2017 YZ4: How Quickly Can NASA Detect Incoming Near-Earth Asteroids And What Happens if They Miss One?

The asteroid 2017 YZ4 is hurtling past Earth today at around 21,500 miles per hour. It'll pass closer to the surface of the Earth than the moon does. Yet NASA only detected the asteroid on Christmas Day. Is that not cutting it a little close?
Preparedness for asteroids like 2017 YZ4, which NASA classifies as a Near-Earth Object (don't worry, it should still pass no closer than around 130,000 miles from Earth) is a somewhat divisive field.
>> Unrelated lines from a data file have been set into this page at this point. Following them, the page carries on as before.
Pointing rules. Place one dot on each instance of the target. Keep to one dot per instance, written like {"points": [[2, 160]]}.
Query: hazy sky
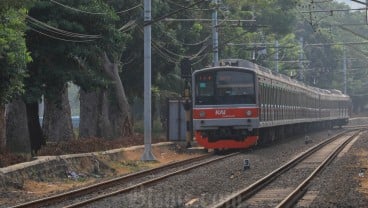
{"points": [[352, 4]]}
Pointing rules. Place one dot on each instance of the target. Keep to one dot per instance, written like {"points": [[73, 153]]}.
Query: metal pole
{"points": [[300, 73], [147, 155], [344, 68], [215, 33], [277, 55]]}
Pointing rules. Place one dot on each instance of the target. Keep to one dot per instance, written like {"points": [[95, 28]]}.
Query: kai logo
{"points": [[220, 112]]}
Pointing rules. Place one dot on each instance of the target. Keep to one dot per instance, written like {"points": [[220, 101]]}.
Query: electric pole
{"points": [[147, 155], [215, 33]]}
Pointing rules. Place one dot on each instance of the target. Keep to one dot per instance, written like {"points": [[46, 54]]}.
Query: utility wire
{"points": [[179, 5], [54, 37], [58, 31], [172, 13], [94, 13]]}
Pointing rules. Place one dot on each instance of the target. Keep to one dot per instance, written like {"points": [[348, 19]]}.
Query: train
{"points": [[239, 104]]}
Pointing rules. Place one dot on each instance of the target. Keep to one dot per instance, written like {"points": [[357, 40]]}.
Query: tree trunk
{"points": [[119, 112], [34, 127], [17, 127], [57, 121], [94, 120], [2, 128]]}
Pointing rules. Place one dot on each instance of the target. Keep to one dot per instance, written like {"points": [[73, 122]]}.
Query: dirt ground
{"points": [[36, 189]]}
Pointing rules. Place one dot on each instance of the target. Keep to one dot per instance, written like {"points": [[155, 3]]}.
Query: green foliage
{"points": [[61, 58], [13, 53]]}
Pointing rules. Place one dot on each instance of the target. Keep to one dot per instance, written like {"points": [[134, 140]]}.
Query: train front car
{"points": [[225, 110]]}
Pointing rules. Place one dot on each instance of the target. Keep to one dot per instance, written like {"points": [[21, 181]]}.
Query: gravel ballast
{"points": [[205, 186]]}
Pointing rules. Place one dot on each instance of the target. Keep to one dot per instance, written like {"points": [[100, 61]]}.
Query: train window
{"points": [[225, 87]]}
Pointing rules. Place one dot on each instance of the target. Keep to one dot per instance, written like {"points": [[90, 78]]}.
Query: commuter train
{"points": [[240, 104]]}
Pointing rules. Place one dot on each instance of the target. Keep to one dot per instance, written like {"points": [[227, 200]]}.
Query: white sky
{"points": [[352, 4]]}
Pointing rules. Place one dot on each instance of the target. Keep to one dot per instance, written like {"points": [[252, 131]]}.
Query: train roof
{"points": [[260, 70]]}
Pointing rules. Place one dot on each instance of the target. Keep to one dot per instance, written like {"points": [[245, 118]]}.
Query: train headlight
{"points": [[202, 114], [248, 113]]}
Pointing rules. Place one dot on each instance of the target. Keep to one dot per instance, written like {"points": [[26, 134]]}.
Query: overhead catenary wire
{"points": [[58, 38], [58, 31], [94, 13], [179, 5]]}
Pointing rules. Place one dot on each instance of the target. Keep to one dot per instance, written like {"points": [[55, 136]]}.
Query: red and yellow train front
{"points": [[225, 110]]}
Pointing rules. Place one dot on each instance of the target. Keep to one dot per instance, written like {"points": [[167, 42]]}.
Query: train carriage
{"points": [[239, 104]]}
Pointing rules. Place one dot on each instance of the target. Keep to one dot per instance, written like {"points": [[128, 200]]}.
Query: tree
{"points": [[74, 50], [13, 56]]}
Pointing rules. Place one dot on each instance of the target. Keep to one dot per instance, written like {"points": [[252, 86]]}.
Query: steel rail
{"points": [[149, 182], [237, 198], [106, 184], [294, 196]]}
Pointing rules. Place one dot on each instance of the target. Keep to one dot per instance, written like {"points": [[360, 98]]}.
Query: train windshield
{"points": [[219, 87]]}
At the annual meeting of the American Geophysical Union in December 2016, a NASA scientist warned that humans were disastrously underprepared for asteroid impact, but that there also wasn't much we could do about such prospects anyway, according to the Guardian.
Astronomers claim giant asteroid 2017 YZ4 will have ‘near miss’ with planet Earth today https://t.co/Y2a7nd68m7
— Metro (@MetroUK) December 28, 2017
In January of this year, during the final days of the Obama administration, the White House released a National Near-Earth Object Preparedness Strategy, but like many parts of the White House website that page no longer exists. (You can still find the plan here.)
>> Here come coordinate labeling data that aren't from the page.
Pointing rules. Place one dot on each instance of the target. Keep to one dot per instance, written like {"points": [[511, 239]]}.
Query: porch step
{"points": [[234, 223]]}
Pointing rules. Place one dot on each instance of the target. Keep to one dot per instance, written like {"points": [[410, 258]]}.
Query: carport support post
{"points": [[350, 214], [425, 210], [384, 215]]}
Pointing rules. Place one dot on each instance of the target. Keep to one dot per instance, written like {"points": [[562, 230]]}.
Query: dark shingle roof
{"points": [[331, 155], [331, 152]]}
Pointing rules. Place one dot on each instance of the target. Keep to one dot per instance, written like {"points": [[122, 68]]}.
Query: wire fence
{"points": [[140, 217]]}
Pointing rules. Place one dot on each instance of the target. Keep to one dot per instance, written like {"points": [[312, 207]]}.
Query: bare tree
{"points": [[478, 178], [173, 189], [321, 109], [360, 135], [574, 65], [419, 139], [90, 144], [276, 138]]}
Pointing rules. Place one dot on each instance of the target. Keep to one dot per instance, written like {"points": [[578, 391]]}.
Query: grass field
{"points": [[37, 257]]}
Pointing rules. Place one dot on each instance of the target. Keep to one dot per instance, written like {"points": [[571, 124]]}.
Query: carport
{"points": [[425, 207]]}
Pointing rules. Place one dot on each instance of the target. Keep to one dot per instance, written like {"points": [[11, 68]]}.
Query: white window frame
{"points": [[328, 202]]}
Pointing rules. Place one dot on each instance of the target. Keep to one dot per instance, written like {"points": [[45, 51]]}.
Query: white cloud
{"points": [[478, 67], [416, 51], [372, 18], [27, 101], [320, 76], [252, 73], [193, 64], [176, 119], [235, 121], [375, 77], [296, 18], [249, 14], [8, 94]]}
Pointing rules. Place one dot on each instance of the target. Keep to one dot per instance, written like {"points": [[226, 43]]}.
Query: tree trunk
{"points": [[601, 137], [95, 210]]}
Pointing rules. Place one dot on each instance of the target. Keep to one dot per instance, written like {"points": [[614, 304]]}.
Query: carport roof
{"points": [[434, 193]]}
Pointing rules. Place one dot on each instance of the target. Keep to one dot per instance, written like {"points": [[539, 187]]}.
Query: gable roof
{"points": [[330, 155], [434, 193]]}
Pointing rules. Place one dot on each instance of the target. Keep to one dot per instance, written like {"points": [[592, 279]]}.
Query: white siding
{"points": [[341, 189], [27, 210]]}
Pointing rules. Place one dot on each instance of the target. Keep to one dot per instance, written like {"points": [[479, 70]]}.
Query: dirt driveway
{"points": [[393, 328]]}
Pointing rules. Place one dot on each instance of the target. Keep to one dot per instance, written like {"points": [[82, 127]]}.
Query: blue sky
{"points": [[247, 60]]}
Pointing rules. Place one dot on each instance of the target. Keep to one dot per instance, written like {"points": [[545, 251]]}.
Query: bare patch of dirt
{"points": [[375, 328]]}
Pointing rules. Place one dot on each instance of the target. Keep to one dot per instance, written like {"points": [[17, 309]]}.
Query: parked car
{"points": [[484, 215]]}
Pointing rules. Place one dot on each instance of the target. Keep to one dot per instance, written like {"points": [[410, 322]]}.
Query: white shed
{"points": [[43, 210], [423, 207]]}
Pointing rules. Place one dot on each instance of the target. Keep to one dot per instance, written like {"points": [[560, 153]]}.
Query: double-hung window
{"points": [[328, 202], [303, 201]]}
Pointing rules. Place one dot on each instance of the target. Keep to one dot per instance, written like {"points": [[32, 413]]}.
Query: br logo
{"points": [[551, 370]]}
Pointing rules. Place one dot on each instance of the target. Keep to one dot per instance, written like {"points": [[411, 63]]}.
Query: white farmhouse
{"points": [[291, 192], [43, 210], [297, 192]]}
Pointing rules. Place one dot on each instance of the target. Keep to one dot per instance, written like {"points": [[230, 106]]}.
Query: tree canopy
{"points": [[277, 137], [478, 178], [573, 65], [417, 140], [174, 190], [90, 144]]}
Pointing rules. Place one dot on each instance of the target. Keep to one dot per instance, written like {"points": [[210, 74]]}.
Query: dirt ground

There are international collaborations pursuing the possibilities of deflecting hypothetically dangerous NEOs, essentially by crashing probes into them to knock them off course by a couple of degrees. If caught early enough, by the time they reached Earth that change would have widened into a gap sufficient for them to just sail by. NASA's Center for Near Earth Object Studies has developed an interactive app to study variables of NEO deflection.
CNEOS has a whole roster of search programs, though the smaller the celestial object, the more difficult it is to detect. In 2016, NASA tested a new intruder-alert system for small asteroids that had the potential to get too close for comfort called Scout, which it got to test fairly quickly when such an asteroid passed by in October 2016, according to NPR. Other programs, like the CNEOS monitoring system Sentry, track larger ones. NEOs are generally detected by comparing images of the same part of the sky taken a few minutes apart, according to NASA. It's possible to detect them many years before they'd reach Earth, which is fortunate since some of the trickier ones to deflect might require a few decades' head start.
2017 YZ4 measures somewhere between around 22 and 49 feet across, which relatively speaking is pretty small. For reference, the object responsible for modern Earth's unfortunate lack of dinosaurs was around seven or eight miles across, and for an asteroid to wipe out life on Earth as we know it it would have to be something like 60 miles across, according to Popular Science. If it helps, your odds of getting killed by an asteroid are roughly one in 700,000.
"Extinction-level events, things like dinosaur killers, they're 50 to 60 million years apart, essentially," Joseph Nuth, a researcher with Nasa's Goddard Space Flight Center, told the Guardian last year. "You could say, of course, we're due, but it's a random course at that point."